Dalla discriminazione basata sul sesso e sul peso alla classe e alla razza, può sembrare che stiamo parlando a un muro quando cerchiamo di esprimere le nostre condizioni. I medici su tutta la linea sembrano ignorare qualsiasi cosa relativa ai cicli mestruali, definendo vari sintomi “normali”.

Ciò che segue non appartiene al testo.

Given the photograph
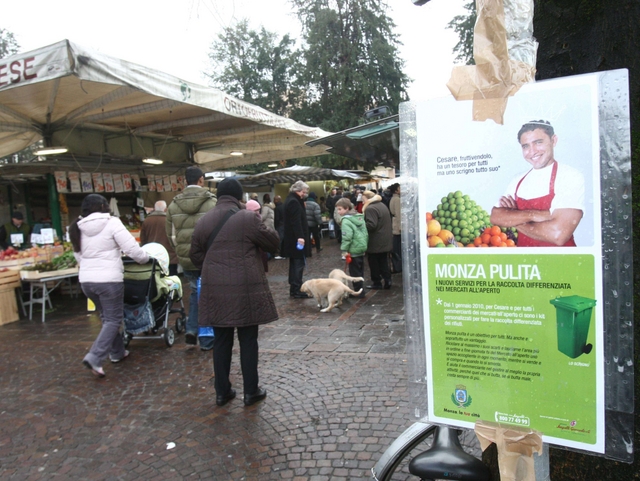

Ma cosa c’è di normale nel dolore debilitante, nel vomito proiettile e nelle mestruazioni pesanti e intense? Quando ho ricevuto la mia diagnosi, ero già in una grave endometriosi di stadio 4 e la realtà è: se fossi stato ascoltato molto prima, questo sarebbe stato probabilmente un risultato molto diverso.

Il rifiuto di un’adeguata cura dell’endometriosi è ciò che mi ha tenuto nello stesso spazio: inseguire risposte, rivelarmi vuoto ed essere licenziato per anni.

‘Mi sentivo come se parlare della mia malattia fosse una debolezza’

Una delle cose che mi colpisce è il fatto che ogni volta che esprimevo angoscia o qualsiasi emozione che non si adattava al tropo della “donna nera forte”, anche da adolescente, venivo guardata come se fossi improvvisamente germogliata una seconda testa.

Il dottore esprimerebbe qualche variazione dello stesso sentimento: “Beh, sì, non esiste una cura, ma non è il cancro e non ti ucciderà”.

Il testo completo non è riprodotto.